近年ニュースなどでも取り上げられることも増えた寄生虫「アニサキス」の感染です。アジ、サバ、カツオ、イカ、サンマなどの体内に寄生したアニサキスが、食事を通して胃に入ります。
アニサキスが胃粘膜に咬みつくと、強烈な痛みと同時に、吐き気、嘔吐などを引き起こします。胃内視鏡検査でアニサキスを取り除くことで、苦しかった症状がウソのように消失します。

  • 胃アニサキス症
  • 胃アニサキス症

胃粘膜のただれ、潰瘍、出血を伴う急性胃炎・急性胃潰瘍をまとめて「急性胃粘膜病変」と呼びます。
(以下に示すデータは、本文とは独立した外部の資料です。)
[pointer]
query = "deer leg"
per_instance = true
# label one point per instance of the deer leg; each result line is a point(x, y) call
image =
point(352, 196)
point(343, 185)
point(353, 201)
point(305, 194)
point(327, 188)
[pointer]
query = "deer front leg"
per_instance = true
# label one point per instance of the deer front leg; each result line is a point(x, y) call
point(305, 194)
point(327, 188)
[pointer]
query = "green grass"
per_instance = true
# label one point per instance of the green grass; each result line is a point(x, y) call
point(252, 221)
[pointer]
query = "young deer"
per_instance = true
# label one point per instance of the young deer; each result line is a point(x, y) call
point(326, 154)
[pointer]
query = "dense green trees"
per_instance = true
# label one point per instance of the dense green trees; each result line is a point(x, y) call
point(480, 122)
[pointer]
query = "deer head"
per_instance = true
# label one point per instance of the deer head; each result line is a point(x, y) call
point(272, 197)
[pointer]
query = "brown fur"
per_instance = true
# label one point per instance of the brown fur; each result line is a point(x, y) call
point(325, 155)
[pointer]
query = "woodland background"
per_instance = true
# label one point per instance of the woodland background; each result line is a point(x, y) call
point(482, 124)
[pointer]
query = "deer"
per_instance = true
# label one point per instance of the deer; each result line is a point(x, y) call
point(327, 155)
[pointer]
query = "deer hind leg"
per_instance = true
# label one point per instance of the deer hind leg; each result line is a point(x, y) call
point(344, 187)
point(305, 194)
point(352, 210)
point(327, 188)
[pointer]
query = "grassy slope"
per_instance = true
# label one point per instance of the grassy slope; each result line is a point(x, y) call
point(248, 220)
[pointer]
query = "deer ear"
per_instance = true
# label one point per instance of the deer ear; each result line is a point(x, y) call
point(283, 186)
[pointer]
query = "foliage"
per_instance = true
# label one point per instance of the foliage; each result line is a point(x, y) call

飲みすぎ、刺激物の摂り過ぎ、ストレス、過労、解熱鎮痛薬(NSAIDs)の服用、寄生虫感染などが原因だと考えられています。胸の痛み、吐き気、嘔吐、吐血などの症状を引き起こします。
胃内視鏡検査で適切に診断することができます。原因を除去・軽減しながら、胃酸の分泌を抑える薬、胃粘膜を修復する薬などを使用します。